La situazione nell’enclave contesa tra azeri e armeni è realmente drammatica. Due giorni fa, malgrado le tensioni legate al caso Navalny e la crisi Bielorussia, Stati uniti, Russia e Francia – che da decenni sono al lavoro per trovare stabilizzare la Transcaucasia – hanno trovato la forza di emettere una dichiarazione comune in cui si chiede «l’interruzione immediata dei combattimenti in Nagorno-Karabakh», seguite di rincalzo da una nota dell’Unione europea sullo stesso tono.

L’ARMENIA – in grave difficoltà sui fronti – si dichiarava subito pronta al cessate il fuoco. «L’Armenia è impegnata a risolvere pacificamente il conflitto. Continueremo a respingere risolutamente l’aggressione dell’Azerbaigian, ma allo stesso tempo siamo pronti a lavorare con i paesi del Gruppo di Minsk dell’Osce per arrivare a un cessate il fuoco sulla base degli accordi del 1994-1995», ha confermato sabato mattina ministero degli Esteri armeno.

IL GOVERNO DI EREVAN, spalleggiato dalla quello russo, continua inoltre a denunciare la presenza sui vari teatri di mercenari foraggiati dall’Azerbaigian, non solo siriani ma anche libici. Secondo il presidente armeno Nikol Pashinyan, poi, «circa 150 militari turchi di alto rango dirigono le operazioni militari».

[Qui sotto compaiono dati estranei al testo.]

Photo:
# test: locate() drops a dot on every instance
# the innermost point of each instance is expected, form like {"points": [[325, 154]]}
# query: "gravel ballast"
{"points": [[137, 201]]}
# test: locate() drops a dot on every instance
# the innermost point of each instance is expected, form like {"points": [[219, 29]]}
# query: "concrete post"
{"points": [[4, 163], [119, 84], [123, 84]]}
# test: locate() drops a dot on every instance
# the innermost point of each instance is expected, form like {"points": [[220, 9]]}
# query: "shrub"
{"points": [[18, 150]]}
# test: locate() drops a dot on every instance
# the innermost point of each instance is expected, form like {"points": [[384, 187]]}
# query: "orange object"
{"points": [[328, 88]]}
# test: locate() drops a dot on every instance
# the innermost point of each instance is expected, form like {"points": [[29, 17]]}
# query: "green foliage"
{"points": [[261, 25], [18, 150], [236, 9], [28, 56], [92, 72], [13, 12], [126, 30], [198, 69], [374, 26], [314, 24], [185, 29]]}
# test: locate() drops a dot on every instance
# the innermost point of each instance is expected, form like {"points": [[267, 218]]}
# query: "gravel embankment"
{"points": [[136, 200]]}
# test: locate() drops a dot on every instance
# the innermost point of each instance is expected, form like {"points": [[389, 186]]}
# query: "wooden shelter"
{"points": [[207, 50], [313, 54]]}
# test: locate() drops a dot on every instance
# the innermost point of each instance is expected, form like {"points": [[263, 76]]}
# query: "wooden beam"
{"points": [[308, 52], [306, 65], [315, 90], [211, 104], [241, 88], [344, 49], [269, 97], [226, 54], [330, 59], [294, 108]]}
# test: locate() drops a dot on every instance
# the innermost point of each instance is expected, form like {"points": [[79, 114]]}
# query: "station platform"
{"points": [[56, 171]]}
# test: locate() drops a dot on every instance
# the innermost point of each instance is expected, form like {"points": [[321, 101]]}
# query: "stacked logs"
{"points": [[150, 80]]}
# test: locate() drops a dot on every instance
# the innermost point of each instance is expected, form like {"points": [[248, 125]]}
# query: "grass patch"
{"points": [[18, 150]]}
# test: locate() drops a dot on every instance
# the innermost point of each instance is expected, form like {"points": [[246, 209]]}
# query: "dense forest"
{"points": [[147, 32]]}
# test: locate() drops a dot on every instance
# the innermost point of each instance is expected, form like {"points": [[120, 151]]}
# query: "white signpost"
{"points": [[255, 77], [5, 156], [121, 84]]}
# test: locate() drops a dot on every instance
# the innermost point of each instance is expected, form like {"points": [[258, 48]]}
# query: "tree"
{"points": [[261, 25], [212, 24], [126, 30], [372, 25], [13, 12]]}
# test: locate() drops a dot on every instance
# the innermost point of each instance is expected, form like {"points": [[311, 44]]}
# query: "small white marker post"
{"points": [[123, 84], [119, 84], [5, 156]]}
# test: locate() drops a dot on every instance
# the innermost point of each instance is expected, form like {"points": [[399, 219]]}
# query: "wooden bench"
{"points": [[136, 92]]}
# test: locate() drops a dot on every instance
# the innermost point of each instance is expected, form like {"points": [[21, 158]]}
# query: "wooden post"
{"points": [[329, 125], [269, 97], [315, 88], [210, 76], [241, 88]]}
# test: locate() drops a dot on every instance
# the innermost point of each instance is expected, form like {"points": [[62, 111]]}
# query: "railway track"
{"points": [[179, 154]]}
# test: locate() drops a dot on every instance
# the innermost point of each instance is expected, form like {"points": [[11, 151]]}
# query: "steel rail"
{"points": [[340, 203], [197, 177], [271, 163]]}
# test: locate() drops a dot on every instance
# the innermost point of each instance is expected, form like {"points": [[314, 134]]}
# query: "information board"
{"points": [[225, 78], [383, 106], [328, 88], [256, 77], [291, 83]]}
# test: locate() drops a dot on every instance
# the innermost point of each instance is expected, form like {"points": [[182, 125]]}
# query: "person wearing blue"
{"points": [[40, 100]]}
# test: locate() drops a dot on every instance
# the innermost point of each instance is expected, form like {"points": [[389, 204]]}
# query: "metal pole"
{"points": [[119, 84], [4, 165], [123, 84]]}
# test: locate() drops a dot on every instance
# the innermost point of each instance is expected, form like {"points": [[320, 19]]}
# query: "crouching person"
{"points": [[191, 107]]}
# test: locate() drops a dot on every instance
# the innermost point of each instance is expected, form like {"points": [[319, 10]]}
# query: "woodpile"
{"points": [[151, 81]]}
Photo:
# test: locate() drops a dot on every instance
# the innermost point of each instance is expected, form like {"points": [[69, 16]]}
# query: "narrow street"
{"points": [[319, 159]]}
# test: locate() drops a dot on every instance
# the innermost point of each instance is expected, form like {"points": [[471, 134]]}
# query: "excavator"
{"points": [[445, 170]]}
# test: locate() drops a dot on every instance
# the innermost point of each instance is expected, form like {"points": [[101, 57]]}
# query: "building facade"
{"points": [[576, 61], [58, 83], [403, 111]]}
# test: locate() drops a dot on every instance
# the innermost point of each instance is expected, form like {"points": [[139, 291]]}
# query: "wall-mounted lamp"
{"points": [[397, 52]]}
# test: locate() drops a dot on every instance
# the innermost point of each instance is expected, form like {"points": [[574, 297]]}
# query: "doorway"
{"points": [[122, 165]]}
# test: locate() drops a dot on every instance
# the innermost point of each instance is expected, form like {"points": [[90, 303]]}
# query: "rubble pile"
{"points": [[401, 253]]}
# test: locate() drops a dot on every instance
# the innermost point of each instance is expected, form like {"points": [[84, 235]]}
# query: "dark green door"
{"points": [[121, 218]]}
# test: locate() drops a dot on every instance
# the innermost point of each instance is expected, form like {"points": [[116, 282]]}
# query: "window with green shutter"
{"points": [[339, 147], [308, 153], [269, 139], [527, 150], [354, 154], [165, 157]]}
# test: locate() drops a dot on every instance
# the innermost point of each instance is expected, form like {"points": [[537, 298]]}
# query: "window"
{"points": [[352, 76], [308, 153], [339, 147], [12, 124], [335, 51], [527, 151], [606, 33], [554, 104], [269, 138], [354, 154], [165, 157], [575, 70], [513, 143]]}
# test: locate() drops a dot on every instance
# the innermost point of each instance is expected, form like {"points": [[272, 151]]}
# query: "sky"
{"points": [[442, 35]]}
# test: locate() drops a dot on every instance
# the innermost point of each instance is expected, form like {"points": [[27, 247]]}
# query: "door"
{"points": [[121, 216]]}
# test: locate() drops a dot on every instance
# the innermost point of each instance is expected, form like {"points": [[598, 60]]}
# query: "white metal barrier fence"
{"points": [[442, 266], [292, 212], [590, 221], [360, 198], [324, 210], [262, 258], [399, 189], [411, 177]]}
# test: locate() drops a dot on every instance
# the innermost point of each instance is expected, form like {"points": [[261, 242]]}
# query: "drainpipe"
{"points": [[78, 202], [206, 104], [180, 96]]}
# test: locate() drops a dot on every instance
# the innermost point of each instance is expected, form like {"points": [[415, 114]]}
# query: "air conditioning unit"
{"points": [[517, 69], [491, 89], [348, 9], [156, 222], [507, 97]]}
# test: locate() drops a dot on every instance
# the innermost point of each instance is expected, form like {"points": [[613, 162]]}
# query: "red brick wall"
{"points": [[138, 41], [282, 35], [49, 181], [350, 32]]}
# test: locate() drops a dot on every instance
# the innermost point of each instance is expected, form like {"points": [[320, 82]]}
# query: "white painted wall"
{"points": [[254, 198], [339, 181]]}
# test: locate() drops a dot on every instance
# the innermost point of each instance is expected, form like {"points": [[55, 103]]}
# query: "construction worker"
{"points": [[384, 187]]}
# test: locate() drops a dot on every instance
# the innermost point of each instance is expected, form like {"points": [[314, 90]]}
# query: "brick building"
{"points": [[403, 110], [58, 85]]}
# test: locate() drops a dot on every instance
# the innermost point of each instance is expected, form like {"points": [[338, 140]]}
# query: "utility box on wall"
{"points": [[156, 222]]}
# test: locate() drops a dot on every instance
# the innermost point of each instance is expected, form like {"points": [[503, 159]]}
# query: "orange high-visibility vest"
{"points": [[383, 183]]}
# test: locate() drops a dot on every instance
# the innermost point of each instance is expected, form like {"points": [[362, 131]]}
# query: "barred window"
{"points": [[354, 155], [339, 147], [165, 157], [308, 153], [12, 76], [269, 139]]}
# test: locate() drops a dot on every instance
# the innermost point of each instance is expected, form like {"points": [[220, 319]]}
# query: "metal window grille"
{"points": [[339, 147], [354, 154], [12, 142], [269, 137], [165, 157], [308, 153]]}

Tutt’altra la posizione dell’asse turco-azero che continua a sostenere apertamente la volontà di proseguire il conflitto «fino alla vittoria». «L’Armenia persegue l’obiettivo di rafforzare lo status quo basato sull’occupazione. È ovvio che non è interessata alla risoluzione del conflitto attraverso negoziati e cerca di annettersi i territori occupati», ha dichiarato l’ufficio diplomatico di Baku.

E un discorso ancora più franco e brutale è stato fatto dal principale alleato azero, il presidente turco Recep Erdogan. «Questa lotta durerà fino a quando il Nagorno-Karabakh non sarà liberato dall’occupazione», ha ripetuto di nuovo ieri.

La realtà è che le ostilità hanno ormai assunto le forme di guerra aperta. Ieri sono suonate le sirene almeno una decina di volte nella capitale del Nagorno, Spenakert, attaccata violentemente da colpi dell’artiglieria azera e dalle incursioni dei F-16 turchi.

STANISLAV PRITCHIN ricercatore del Centro per gli studi post-sovietici continua a ritenere che alla fine la Turchia si accontenterà di una vittoria interlocutoria, tuttavia per ora la realtà è un’altra. Violenti sono gli scontri al confine iraniano dove alcune bombe hanno colpito un paesino oltreconfine provocando la protesta di Teheran.

Ormai negli scontri sono coinvolti non solo i territori contesi ma anche città armene e azere e solo ieri si sono contate oltre 1.200 vittime.